Identifying novel genes from integrated SOX9 knockout RNAseq/SOX9 ChIPseq datasets (#165)
SOX9 is a key transcription factor and Sertoli cell fate determinant responsible the differentiation of the gonad into a testis rather than an ovary during embryonic development. Human SOX9 mutations cause Disorders of Sex Development (DSD) in XX males (SOX9 duplications) and XY females (SOX9 mutations/deletions) however most such patients do not receive a definitive genetic diagnosis. We hypothesise that SOX9 target genes are candidate DSD genes.
To identify Sox9 target genes, we undertook RNAseq analysis on mouse Sox9 knock-out gonads from embryonic day E13.5, when Sox9 is abated in an intact Sertoli cell environment (‘Sox9-responsive’ dataset). We also performed SOX9 ChIPseq on wildtype E13.5 mouse testes and E90 bovine testes (‘Sox9-bound’ dataset). 240 genes were downregulated in the Sox9 knockout testes, thus activated by Sox9.4293 SOX9 ChIPseq peaks were common to the mouse and bovine testis. As Sox9 is involved in the cell fate decisions of many cell types, it is likely that it has a signature of binding partners to enable regulation of genes specifically in Sertoli cells. Analysis of SOX9 bound regions revealed enrichment of Dmrt1 and Gata4 binding motifs, indicating a Sertoli cell signature for Sox9 binding.
Overlapping the RNAseq and conserved ChIPseq datasets identified 119 genes whose gonadal chromatin is bound by Sox9, and whose gene expression is upregulated by SOX9. Here, we describe the validation of two candidate SOX9 target genes by two different approaches.
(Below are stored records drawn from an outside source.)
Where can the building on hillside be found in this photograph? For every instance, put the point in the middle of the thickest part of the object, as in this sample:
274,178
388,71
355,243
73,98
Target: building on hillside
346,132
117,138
The first approach is to analyse the embryonic gonads of knockout mice available to determine whether SOX9 mediates testis development via the candidate gene. One such gene is Nedd9, a gene expressed in the developing testis but not ovary. Analysis of Nedd9 knockout embryos revealed abnormal testis morphology, including a mis-located coelomic blood vessel, a male-specific feature of gonadal vasculature. The second approach is to antagonise proteins with available drugs in a hanging-drop culture model where E11.5 XY gonads will develop into testes with cords encompassing Sertoli cells after 3 days. In the presence of an inhibitor of TRPC3 XY gonads showed disrupted cord formation.
These approaches are proving useful for revealing unsuspected roles for Sox9 such as blood vessel and testis cord formation. DSD patients with variants in these genes are being sought.